Vital to the A303/A358 corridor, this scheme is part of a long-term aim to create a high-quality dual carriageway link between London and the south east and the south west.
While much of the corridor is a dual carriageway, there are still over 35 miles of single carriageway.
These sections act as congestion bottlenecks, particularly in the summer months and at weekends, causing delays to road users, rat-running through surrounding villages and an increased safety risk.
To address this, Highways England is proposing to upgrade a nine-mile section of the A358 between Southfields roundabout on the A303 and the M5 in Somerset, to high quality dual carriageway.
Carrying 24,800 vehicles a day, this will also provide direct access to the Nexus 25 development near Taunton and traffic through Henlade will be reduced by almost 90%.
The scheme will also make journeys safer by reducing the number of road junctions and other private accesses with direct access onto the A358, where traffic turns across on-coming traffic - replacing them with a number of slip road type junctions and other access arrangements.

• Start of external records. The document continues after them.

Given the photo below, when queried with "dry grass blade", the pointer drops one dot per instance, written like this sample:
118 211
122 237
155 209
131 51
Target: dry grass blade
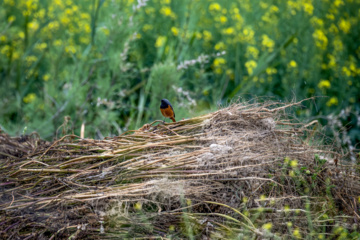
240 158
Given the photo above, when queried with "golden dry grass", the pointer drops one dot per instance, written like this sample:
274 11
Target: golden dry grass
203 173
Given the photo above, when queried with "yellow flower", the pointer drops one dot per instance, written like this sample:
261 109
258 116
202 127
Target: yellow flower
267 42
214 7
166 11
21 35
230 74
250 66
296 233
105 30
229 31
252 51
274 9
41 46
175 31
324 84
11 18
293 164
5 50
332 101
321 40
292 64
30 60
337 3
346 71
198 35
308 8
46 77
207 35
138 206
3 38
58 42
219 46
29 98
160 41
344 25
219 61
147 27
267 226
223 19
332 60
70 49
271 71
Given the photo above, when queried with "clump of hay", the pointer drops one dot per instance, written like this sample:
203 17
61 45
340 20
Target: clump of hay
226 167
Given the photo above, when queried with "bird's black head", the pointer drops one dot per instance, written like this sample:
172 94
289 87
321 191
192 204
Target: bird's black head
164 103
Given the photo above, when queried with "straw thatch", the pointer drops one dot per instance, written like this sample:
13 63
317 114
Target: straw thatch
227 172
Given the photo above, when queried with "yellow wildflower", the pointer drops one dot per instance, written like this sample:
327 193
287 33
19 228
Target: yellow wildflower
274 9
219 46
160 41
344 25
321 40
267 226
11 18
346 71
296 233
267 42
219 61
138 206
230 74
308 8
214 7
166 11
252 51
338 3
198 35
105 30
46 77
293 163
229 31
147 27
207 35
223 19
332 61
70 49
5 50
271 71
332 101
250 66
175 31
29 98
324 84
292 64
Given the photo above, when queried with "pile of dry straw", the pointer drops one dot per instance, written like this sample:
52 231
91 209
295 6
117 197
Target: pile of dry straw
227 172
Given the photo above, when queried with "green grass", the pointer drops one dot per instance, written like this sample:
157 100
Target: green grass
108 63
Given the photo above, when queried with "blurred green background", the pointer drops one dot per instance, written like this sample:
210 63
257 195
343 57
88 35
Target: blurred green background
108 63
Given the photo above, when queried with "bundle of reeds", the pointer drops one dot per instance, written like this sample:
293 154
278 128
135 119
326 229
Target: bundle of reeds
221 175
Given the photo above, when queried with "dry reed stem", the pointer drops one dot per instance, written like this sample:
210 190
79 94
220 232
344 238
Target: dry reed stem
241 148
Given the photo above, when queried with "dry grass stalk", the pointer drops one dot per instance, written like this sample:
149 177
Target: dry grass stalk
224 162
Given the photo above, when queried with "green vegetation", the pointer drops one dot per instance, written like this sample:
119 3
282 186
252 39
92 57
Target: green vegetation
242 172
108 63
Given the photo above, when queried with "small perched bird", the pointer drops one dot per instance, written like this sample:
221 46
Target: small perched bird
167 110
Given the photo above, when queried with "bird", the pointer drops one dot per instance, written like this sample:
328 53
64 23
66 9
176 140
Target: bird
167 110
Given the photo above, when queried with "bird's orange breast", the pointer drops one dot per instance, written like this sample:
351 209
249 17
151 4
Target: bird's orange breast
167 112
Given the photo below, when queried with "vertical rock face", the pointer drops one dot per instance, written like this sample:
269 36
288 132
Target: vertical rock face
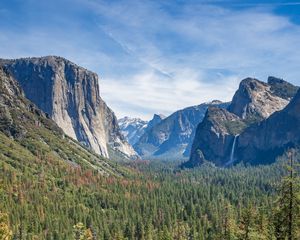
172 137
256 100
214 137
265 140
70 95
253 102
132 128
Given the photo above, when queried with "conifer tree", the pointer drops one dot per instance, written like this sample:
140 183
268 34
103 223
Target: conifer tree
5 231
286 220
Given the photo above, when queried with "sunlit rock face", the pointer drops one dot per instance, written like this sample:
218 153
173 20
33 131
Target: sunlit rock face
244 127
70 95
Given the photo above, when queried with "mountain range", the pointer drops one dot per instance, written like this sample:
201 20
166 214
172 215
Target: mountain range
27 135
258 125
172 137
70 95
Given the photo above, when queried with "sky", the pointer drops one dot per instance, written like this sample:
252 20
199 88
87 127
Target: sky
159 56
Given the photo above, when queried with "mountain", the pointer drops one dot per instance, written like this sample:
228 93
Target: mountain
266 140
172 137
132 128
256 100
70 95
217 137
27 136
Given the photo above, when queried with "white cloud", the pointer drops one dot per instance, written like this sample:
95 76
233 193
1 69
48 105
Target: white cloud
157 56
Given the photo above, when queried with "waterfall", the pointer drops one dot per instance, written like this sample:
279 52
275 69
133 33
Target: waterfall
231 160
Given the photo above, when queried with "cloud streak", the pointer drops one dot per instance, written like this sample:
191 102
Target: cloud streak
160 56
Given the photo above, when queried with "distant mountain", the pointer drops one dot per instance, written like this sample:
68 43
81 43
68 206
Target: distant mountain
264 141
132 128
172 137
218 137
27 136
70 95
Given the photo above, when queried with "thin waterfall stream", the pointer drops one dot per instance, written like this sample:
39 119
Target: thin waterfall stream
231 160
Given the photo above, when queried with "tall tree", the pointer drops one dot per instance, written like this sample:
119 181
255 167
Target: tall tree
287 212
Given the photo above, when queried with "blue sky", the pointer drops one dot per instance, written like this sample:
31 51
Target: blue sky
159 56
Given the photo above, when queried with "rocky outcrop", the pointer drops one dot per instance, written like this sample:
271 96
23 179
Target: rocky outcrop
214 137
28 136
264 141
256 100
70 95
224 137
132 128
172 137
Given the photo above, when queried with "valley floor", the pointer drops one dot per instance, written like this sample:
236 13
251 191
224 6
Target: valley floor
151 201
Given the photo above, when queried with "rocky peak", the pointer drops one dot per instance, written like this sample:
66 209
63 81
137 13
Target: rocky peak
70 95
255 100
157 118
282 88
172 137
214 137
132 128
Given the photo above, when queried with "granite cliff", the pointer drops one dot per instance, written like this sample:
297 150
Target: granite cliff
70 95
172 137
224 133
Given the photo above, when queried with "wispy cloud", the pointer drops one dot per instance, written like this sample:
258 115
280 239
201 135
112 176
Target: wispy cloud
159 56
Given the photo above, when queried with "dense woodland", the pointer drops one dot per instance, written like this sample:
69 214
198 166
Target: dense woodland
41 198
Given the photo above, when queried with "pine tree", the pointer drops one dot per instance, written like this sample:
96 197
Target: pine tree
5 231
286 220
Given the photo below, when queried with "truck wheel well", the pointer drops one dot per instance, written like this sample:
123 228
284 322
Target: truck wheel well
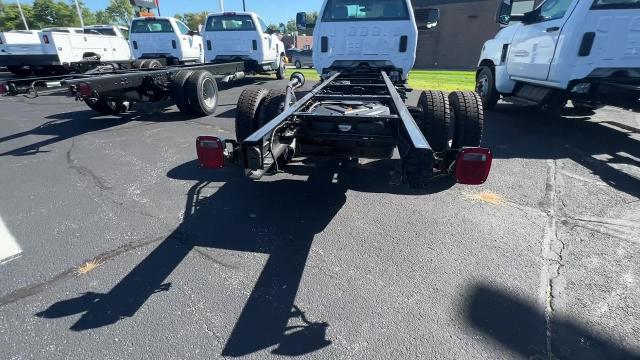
485 63
89 55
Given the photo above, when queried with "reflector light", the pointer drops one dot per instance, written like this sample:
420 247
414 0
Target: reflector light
473 166
210 151
84 89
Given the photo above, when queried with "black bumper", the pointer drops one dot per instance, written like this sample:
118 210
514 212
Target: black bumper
29 60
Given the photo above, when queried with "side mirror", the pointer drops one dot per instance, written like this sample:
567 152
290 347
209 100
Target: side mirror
427 18
301 21
510 11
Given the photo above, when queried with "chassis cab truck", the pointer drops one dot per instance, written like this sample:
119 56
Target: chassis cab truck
364 51
586 51
161 41
244 36
17 42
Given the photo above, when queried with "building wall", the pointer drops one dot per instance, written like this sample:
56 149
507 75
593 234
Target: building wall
457 41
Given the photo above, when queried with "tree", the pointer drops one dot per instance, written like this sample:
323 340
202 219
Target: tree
193 20
10 18
291 27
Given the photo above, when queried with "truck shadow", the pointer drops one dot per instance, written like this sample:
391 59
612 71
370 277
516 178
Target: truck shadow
514 132
520 326
279 218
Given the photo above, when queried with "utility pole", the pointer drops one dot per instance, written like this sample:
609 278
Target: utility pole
24 20
79 14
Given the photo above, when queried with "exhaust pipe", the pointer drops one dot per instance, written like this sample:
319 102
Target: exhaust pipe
237 76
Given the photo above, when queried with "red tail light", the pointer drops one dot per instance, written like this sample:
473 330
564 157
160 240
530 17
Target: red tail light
85 90
473 166
210 151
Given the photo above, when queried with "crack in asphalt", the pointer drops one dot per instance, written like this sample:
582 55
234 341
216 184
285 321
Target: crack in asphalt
99 182
38 288
552 250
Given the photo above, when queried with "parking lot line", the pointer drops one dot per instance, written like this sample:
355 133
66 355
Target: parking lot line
9 248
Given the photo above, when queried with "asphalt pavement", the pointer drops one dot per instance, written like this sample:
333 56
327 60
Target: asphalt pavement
114 244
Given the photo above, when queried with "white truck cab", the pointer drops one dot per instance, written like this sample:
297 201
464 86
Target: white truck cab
64 49
233 36
586 51
167 40
381 33
18 42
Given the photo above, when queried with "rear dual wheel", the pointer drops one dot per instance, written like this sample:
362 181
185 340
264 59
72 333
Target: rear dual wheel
450 121
195 92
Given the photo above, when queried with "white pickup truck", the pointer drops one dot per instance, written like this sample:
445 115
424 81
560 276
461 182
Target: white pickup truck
586 51
61 50
158 41
235 36
18 42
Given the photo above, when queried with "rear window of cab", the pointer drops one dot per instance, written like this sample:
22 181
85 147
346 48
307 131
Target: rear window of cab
230 23
148 26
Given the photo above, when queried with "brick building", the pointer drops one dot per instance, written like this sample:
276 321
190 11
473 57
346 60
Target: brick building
457 41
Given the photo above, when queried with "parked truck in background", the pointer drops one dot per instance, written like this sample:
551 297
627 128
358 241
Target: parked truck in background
18 42
64 50
164 41
583 51
244 36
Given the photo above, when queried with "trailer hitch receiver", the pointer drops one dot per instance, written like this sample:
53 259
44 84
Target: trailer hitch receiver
472 165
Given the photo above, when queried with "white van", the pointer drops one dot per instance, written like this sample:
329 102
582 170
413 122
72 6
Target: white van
586 51
244 36
165 39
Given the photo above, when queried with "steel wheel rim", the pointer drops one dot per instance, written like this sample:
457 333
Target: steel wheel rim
209 93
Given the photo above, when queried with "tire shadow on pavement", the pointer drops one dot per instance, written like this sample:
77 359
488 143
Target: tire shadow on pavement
278 217
515 132
520 326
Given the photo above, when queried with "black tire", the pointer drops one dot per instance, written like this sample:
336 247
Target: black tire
202 91
273 105
150 64
20 71
177 91
138 63
282 69
108 107
248 111
435 122
486 87
468 117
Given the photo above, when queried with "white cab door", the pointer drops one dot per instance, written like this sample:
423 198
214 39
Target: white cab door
269 42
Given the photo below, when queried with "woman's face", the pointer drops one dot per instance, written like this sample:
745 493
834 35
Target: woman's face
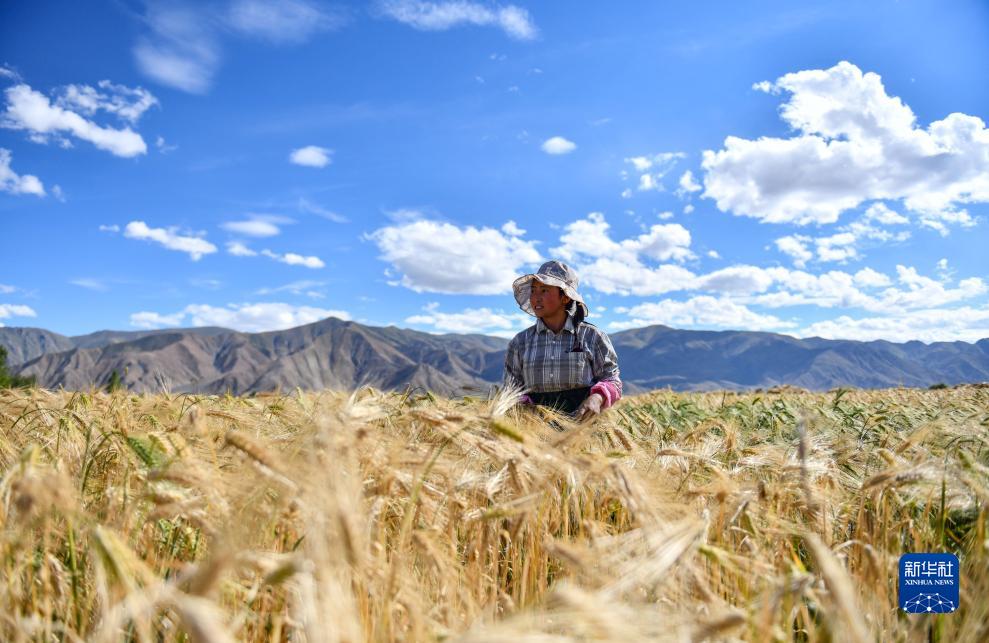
547 301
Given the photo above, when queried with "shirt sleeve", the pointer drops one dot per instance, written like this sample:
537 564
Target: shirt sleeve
513 366
605 363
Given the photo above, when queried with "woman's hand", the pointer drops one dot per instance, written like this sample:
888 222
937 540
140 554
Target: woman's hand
590 407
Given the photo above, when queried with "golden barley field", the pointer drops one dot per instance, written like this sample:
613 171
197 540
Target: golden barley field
326 516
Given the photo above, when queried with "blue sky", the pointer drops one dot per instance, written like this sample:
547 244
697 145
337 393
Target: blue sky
816 169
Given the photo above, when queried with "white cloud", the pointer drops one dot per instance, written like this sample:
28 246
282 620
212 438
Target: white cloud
512 229
309 207
647 182
32 111
881 213
15 183
440 16
126 103
90 284
967 324
736 280
869 278
249 318
302 287
163 146
16 310
701 311
284 21
854 143
472 320
195 247
311 156
558 145
294 259
238 249
651 170
836 289
181 50
617 267
441 257
257 225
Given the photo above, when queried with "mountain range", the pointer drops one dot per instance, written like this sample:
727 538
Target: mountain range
343 355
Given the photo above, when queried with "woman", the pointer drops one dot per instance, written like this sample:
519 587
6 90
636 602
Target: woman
561 361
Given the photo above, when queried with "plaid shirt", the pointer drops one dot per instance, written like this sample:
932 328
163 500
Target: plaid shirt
540 361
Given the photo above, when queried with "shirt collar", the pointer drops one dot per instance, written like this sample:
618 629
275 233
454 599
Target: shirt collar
567 326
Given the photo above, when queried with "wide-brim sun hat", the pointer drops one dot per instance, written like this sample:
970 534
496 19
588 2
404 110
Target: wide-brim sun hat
551 273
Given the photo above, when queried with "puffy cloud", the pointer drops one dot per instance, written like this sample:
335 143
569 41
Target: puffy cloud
442 257
294 259
15 310
704 311
472 320
32 111
15 183
558 145
311 156
440 16
284 21
249 318
195 247
854 143
126 103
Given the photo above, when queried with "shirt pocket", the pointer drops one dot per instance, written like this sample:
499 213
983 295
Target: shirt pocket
577 369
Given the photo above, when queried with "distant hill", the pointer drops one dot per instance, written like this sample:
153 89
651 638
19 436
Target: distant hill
344 355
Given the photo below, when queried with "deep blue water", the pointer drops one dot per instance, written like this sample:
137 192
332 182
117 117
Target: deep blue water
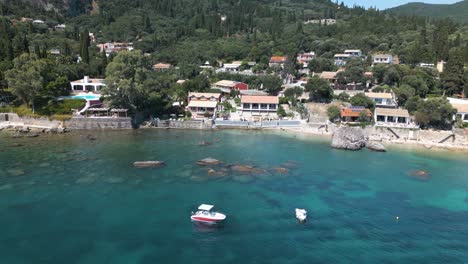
65 199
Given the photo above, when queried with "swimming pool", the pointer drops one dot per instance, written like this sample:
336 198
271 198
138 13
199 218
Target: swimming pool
83 96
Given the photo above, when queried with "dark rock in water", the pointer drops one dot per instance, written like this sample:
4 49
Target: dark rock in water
208 162
349 138
17 135
33 134
91 137
204 143
422 175
281 170
149 164
24 130
375 146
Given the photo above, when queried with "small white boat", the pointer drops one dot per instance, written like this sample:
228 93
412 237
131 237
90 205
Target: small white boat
205 215
301 215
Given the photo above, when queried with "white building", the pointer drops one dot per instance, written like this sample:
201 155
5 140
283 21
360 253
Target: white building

Improved connectivity and reduced journey times will assist the local and regional economy by making Taunton, Somerset and the south west a more attractive place to work and do business.
Highways England will seek views on its latest designs in a public consultation later this autumn before submitting a Development Consent Order application.
Paula Hewitt, Somerset County Council’s Lead Director for Economic and Community Infrastructure, said:
It’s great to see this significant step forward with the project. The A358/A303 is an important transport corridor, and this long-awaited and vital improvement will provide a massive boost for the economy of Somerset, as well as improving connectivity and travel times.
For Highways England, the news follows last year’s Development Consent Order approval of the A303 Stonehenge upgrade and January’s approval of the A303 Sparkford to Ilchester scheme along the same travel corridor.
The transformational A303 Stonehenge upgrade will tackle congestion on the notorious, traffic-clogged single carriageway section of the A303, while the three-mile A303 Sparkford to Ilchester scheme in Somerset will help to further unlock economic growth by addressing another bottleneck on the route.
On an average day the A303 carries 23,500 vehicles, but numbers increase significantly in the summer, particularly at weekends, making journeys unreliable and unpredictable.